My sister always makes fun of me for reading books before I go see the movie. She also makes fun of me because I love to see a movie right when it opens in theatres...and if it's one I really liked in theatres than I have to buy it like *Right* at midnight the night it comes out on DVD!!! So tonight has been a real doozy for her as I have spent the entire night watching movies based on books! :)
First of all: She's decided to come be a part of the Wine and Book Club I meet up with every other month or so. I go for the books, she's going more for the wine. lol We're going to talk about the book/movie The Help. Well she wanted to be able to have something to say if we got around to talking about the book, but she didn't really want to read the book. I kept asking her if she wanted to go see the movie and she kept saying no since I'd already seen it. I told her it was so good I'd go see it again. So we did tonight. And guess what: It was just as good the second time! It was definitely worth paying full price for the ticket again. Turns out she loved the movie too. We laughed and cried. She even had some pretty "insightful" things to say afterwards.
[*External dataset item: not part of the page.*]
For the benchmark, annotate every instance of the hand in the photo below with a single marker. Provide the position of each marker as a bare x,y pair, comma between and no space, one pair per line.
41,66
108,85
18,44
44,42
During the movie, I kept thinking about how Skeeter and Stewart didn't up together and how sad that was. Even my sister was disappointed by this. It was only after, when I was at home telling my mom about the movie, I realized just how important it was they not end up together. I mean, think about it: He's her first real boyfriend. He's the transition from the life she lived and the life she's striving for. Because of this, he needed to be someone who she could relate to and had some sort of common ground; but in the end, she needs someone else so she can move on. Another point is she needed that boost for her self-esteem. She needed a man to look at her and see the woman she could be; the woman she has all the potential of becoming but can't see in herself. Stewart wasn't necessarily a bad guy once I thought about it. It's so difficult to look at your own life and say it is all wrong and change everything. We can sit in our theatre chairs and criticize people like him who accept the "atrocities" but that's only because we've had the intervening 50 years to sort things out. And we expect these people to change overnight? It typically doesn't happen like that; you can't hate everyone who struggles with change.
So then there's the matter of me watching the movie Something Borrowed. My sisters and I saw it in the theatres, I bought it the DAY it came out, and I've already watched it twice since I bought it. To say I'm a little obsessed it a bit of an understatement. So, yeah, tonight I am watching it again. I love this movie. I love Ginnifer Goodwin!! She's so amazing. Plus her character is so much like me. Everyday I look at those around me and wonder if the things I am doing are making me happy, what would happen if I set out specifically do to the things I think will make me happy, and so on. I have had the soundtrack on repeat. "Running Around in My Dreams," "Poison & Wine," and "The Longer I Run" have already outranked songs on my iPod which have been on there for 4 years!!
So here I sit tonight. At home and completely exhausted from a long work week. Contemplating what I want out of life. It's a little heavy to handle tonight, so I'm just going to sit back and enjoy my movie. Get lost in Ginnifer Goodwin and Colin Egglesfield. Sounds like a plan!